È un luogo dal fascino d’un altro secolo che continua, dopo sette anni, a farsi incubatore per la ricerca di Ipercorpo: tra panche di legno, sedili di autobus recuperati, bobine a mo’ di tavoli, chioschetti, fiori nel grande cortile e tendoni neri che dividono la parte interna in sale per spettacoli e installazioni, l’atmosfera informale dell’ex deposito per corriere ATR riesce a rendere visibile e concreta la possibilità di una relazione di qualità tra linguaggi artistici e, oltre, tra singoli individui.
Questo accade a Forlì nei quattro giorni in cui la città accoglie un festival che, dopo dodici anni di programmazione, continua a parlare di un’arte ibrida e fluida. Un corpo Iper inteso non solo come singola fisicità umana, ma anche e soprattutto come corpo sociale, formato da individualità capaci di farsi insieme e di chiedere a quella stessa arte qualcosa in più della rappresentazione del mondo: artisti, operatori e pubblico sin dal primo spettacolo – Verso la specie di Claudia Castellucci e della Socìetas Raffaello Sanzio – si incontrano muovendosi come un corpo collettivo. Leib (il corpo vissuto) e Körper (il corpo anatomico) in un’unica incarnazione, un essere che si fa vedere e allo stesso tempo vede, che parla di sé e al contempo chiede un racconto, un organismo disponibile e responsabile che mette in atto un gesto condiviso e non solo performativo.

E se è vero che in ogni comunità c’è bisogno di un pater, nel corso degli anni il festival si è dovuto mettere alla sua ricerca, seguendo una traiettoria che dal 2015 con il sottotitolo “presidio” è passata per una domanda, “cosa rimane?”, e proseguita con un 2017 dedicato al “patrimonio”, fino agli interrogativi di oggi.
Le azioni che compiamo, quali tracce lasciano? Come incidono sul nostro vissuto le persone che incontriamo o le esperienze che viviamo? E come le arti performative ci influenzano, quale sapere e quale eredità possono trasmettere?
Non un padre ontologico quindi, ma un padre che racchiude l’idea di origine, archetipo e memoria, di un sapere che si dona e lascia un segno, di ciò che si deve uccidere o ritrovare per scoprire se stessi.
Il tema paterno si sviluppa così attraverso fotografia, arte visiva, danza, teatro, installazioni sonore, stimolando una visione critica di se stessi e della società in cui si vive.

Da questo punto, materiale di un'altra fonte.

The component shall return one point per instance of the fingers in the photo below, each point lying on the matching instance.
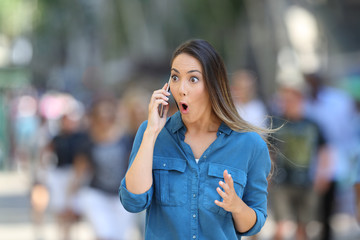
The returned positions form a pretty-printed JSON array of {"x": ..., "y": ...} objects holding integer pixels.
[{"x": 221, "y": 193}]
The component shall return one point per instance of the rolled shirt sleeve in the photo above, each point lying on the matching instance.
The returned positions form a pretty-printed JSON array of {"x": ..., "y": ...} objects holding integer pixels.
[{"x": 135, "y": 202}]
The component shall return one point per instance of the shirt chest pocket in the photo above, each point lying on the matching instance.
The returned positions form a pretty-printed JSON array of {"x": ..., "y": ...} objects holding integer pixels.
[
  {"x": 214, "y": 175},
  {"x": 170, "y": 181}
]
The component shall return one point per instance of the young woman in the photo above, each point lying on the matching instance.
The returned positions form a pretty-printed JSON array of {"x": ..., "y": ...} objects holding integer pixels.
[{"x": 201, "y": 173}]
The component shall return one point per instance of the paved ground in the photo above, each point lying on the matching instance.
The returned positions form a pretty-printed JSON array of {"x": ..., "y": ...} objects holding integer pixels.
[{"x": 16, "y": 222}]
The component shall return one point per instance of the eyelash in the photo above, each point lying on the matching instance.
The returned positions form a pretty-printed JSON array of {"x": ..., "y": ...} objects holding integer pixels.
[{"x": 175, "y": 78}]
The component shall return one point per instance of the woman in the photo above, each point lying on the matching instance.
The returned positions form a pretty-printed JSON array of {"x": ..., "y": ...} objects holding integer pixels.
[{"x": 200, "y": 174}]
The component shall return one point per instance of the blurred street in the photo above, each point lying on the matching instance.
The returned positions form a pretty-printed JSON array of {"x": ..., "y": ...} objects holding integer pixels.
[
  {"x": 16, "y": 221},
  {"x": 76, "y": 78}
]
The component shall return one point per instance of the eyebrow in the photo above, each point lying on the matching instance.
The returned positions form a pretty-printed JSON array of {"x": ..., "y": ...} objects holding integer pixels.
[{"x": 191, "y": 71}]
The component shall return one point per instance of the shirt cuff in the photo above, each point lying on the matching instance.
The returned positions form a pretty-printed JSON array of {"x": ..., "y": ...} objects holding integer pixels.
[
  {"x": 134, "y": 202},
  {"x": 260, "y": 221}
]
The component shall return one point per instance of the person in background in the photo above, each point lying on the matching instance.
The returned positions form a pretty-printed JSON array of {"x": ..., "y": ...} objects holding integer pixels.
[
  {"x": 244, "y": 92},
  {"x": 323, "y": 103},
  {"x": 64, "y": 147},
  {"x": 201, "y": 173},
  {"x": 302, "y": 152},
  {"x": 100, "y": 165}
]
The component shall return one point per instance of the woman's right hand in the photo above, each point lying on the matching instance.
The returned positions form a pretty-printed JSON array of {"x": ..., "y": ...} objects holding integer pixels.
[{"x": 155, "y": 122}]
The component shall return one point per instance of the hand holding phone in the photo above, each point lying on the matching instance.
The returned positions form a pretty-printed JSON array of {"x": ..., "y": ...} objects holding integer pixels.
[{"x": 161, "y": 107}]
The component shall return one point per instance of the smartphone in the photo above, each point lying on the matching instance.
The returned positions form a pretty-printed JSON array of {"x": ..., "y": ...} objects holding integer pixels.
[{"x": 161, "y": 107}]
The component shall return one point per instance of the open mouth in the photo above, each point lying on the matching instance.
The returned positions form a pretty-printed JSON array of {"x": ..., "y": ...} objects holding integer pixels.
[{"x": 184, "y": 107}]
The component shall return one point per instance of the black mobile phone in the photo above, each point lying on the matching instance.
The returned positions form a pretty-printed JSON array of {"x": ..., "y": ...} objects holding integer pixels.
[{"x": 161, "y": 107}]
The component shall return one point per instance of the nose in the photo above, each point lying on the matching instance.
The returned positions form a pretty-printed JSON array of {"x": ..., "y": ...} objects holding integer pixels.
[{"x": 183, "y": 88}]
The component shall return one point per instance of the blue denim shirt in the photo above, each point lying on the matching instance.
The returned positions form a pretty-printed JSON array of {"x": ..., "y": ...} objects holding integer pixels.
[{"x": 180, "y": 203}]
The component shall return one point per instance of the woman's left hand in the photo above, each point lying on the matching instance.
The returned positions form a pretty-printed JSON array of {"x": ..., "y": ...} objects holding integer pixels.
[{"x": 231, "y": 201}]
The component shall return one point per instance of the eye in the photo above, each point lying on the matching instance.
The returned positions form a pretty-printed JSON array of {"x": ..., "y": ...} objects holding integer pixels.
[
  {"x": 194, "y": 79},
  {"x": 174, "y": 78}
]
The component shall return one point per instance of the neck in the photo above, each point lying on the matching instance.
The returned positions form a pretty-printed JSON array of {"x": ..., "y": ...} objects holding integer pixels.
[{"x": 205, "y": 124}]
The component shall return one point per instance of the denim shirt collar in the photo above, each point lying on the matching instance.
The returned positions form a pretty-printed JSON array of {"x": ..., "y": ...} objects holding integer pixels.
[{"x": 175, "y": 124}]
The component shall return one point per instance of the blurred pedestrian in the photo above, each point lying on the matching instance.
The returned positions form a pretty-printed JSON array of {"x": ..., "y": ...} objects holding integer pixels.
[
  {"x": 247, "y": 103},
  {"x": 201, "y": 173},
  {"x": 101, "y": 164},
  {"x": 302, "y": 150},
  {"x": 322, "y": 104},
  {"x": 60, "y": 169}
]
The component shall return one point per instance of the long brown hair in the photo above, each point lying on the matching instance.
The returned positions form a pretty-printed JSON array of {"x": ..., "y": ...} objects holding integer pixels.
[{"x": 217, "y": 84}]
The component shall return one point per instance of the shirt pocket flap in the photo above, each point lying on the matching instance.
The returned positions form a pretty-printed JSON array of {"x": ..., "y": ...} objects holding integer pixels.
[
  {"x": 217, "y": 170},
  {"x": 167, "y": 163}
]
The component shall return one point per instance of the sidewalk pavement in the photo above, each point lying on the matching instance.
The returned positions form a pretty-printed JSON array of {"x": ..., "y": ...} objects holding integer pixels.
[{"x": 16, "y": 221}]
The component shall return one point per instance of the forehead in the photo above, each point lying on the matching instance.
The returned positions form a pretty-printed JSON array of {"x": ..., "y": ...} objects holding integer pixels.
[{"x": 186, "y": 62}]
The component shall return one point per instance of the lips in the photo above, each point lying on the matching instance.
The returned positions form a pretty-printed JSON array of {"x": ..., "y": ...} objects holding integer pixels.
[{"x": 184, "y": 107}]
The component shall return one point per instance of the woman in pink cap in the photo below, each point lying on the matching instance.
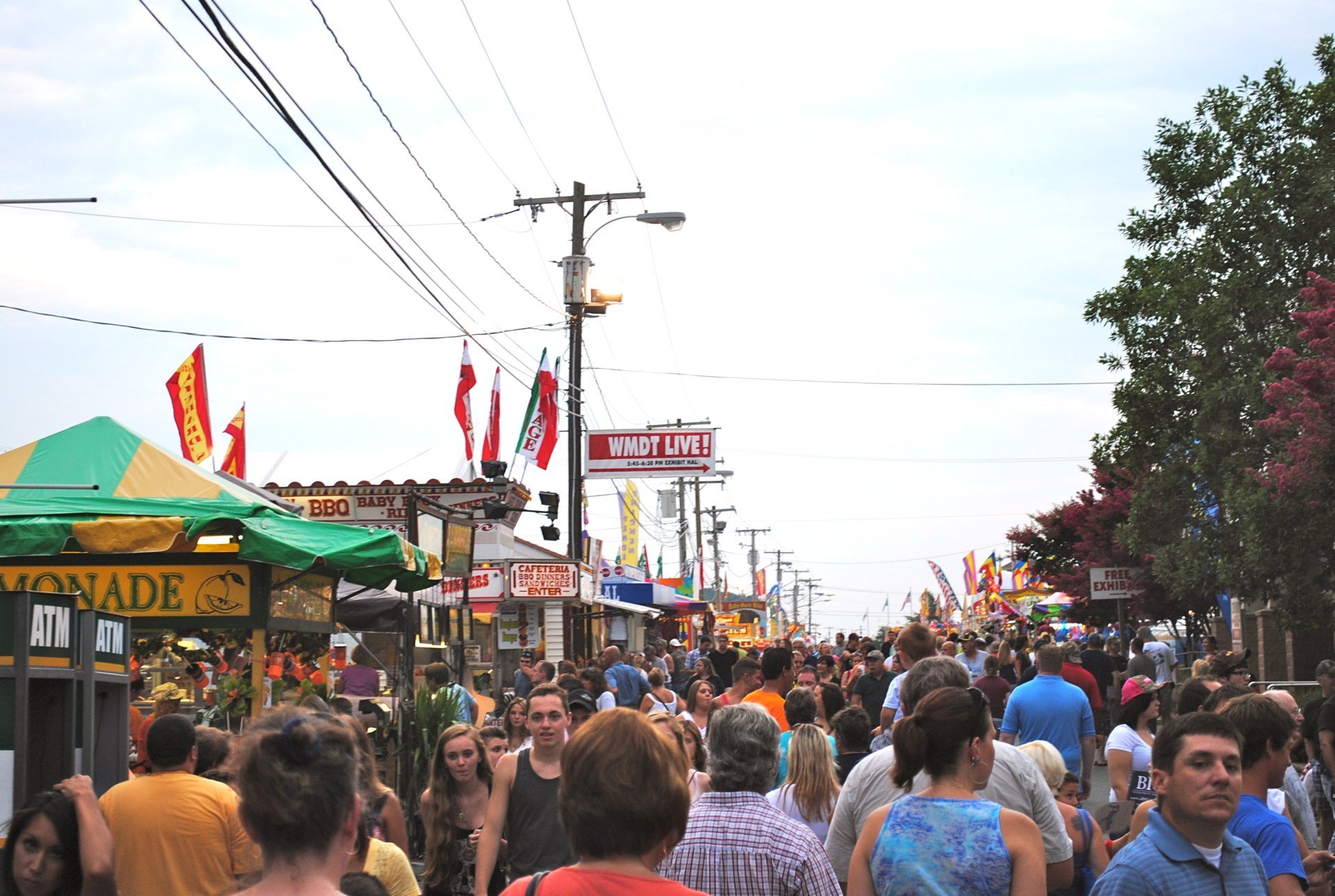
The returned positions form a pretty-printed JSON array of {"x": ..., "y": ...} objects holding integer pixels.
[{"x": 1130, "y": 743}]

Uno spazio tempo sospeso quello di Ipercorpo, fenomeno più che festival, attrattore, “agglutinatore di espressioni artistiche” come afferma il direttore Claudio Angelini. Si innesca in questo modo un percorso organico, nonostante la tripartizione organizzativa: per teatro e danza Claudio Angelini, Valentina Bravetti e Mara Serina; per l’arte Davide Ferri; per la musica Davide Fabbri e Elisa Gandini.
Con Davide Ferri la riflessione porta l’arte a uscire da forme concettuali e astratte per radicarsi in una stanza fisica, concreta, umana che accoglie esperienze e narrazioni di artisti incontrati dal curatore stesso.
Il teatro e la danza raccontano invece di un incontro: qui il padre è atavico, è trasmissione e apprendimento del sapere, si trasforma in condivisione di conoscenze, in laboratori, in workshop e masterclass che uniscono linguaggi, professionalità, persone. 
Una riflessione su tradizione e patrimonio si trova in Trop di Andrea Costanzo Martini in cui “padre” è quel modo di fare teatro che si basa su regole acquisite e le cui aspettative possono essere o codificate o trasgredite, mentre il Macbettu di Alessandro Serra va ancora più a fondo rappresentando un substrato ancestrale simbolico legato alla terra, alla lingua, alle tradizioni musicali messo in gioco nel Macbeth.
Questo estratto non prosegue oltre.